DIGGING INTO THE EARTH’S SURFACE: Pondering Geography III by Elizabeth Bishop

To describe the planet aptly is one thing, but to understand one’s place on the planet is another one altogether. The poems of Elizabeth’s Bishop’s Geography III go beyond mere description of the earth’s surface and delve into how geography defines not only where we are on the planet but also who we are.

To describe the planet aptly is one thing, but to understand one’s place on the planet is another one altogether.

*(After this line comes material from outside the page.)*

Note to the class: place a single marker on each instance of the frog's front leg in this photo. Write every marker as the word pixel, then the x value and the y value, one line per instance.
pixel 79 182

The poems of Elizabeth’s Bishop’s Geography III go beyond mere description of the earth’s surface and delve into how geography defines not only where we are on the planet but also who we are.

Many of the poems in Geography III contain geography as outlined in the epigraph (which was excerpted from a children’s primer)—lush descriptions of the natural world: its waters, its lands, its mountains, and its inhabitants—and yet many of the poems present an impressionistic view of the planet, a paradigm refracted through a lens specific to the speaker.

The phenomenon of contextualizing oneself into the world points to why Elizabeth Bishop may have chosen to title the collection Geography III as opposed to Geography I or Geography II; the geographies presented in the poems are more than just descriptions of the planet’s surface.

“Waiting Room,” the collection’s first poem, exemplifies this notion quite well. The speaker (presumably an older Bishop recalling a similar experience from her childhood) discovers strange and new lands via the hyperrealism found in the photographs of a National Geographic magazine. This exposure to distant, exotic, and “horrifying” cultures existing concurrently (a fact that the speaker confirms by checking the magazine’s publication date) overwhelms the speaker to the point that the dentist’s waiting room recedes beneath “a big black wave/another, and another.” The speaker’s impressionistic depiction of her epiphany contrasts sharply against the realistic photos and text that triggers the speaker’s epiphany.

The young Elizabeth absorbed a second and third lesson in geography that February evening; she has learned that life exists beyond the waiting room, beyond her family, beyond the night in outside Worcester.

I normally prefer shorter, denser poetry, so I relished the opportunity to read some verse that moves as languidly as the row of clapboard buildings appearing in “the Moose.” Because of the quotidian nature of the Bishop’s diction and syntax, however, I found that her poems read more like prose than poetry in many places. Granted, the complex imagery of some of the poems belied the simple language, but I enjoy metaphor and allusion as well, and many of the poems lacked any powerful or impactful comparisons. Finally, I must commend Bishop’s ability to work well within complex and intricate forms such as sestinas and villanelles. Often, I have to repeat to myself her authorial aside from “One Art” to “Write it!” while trying to write poetry in such difficult forms.

Should I come across another Elizabeth Bishop poem, I would most certainly read it and recommend that you do the same.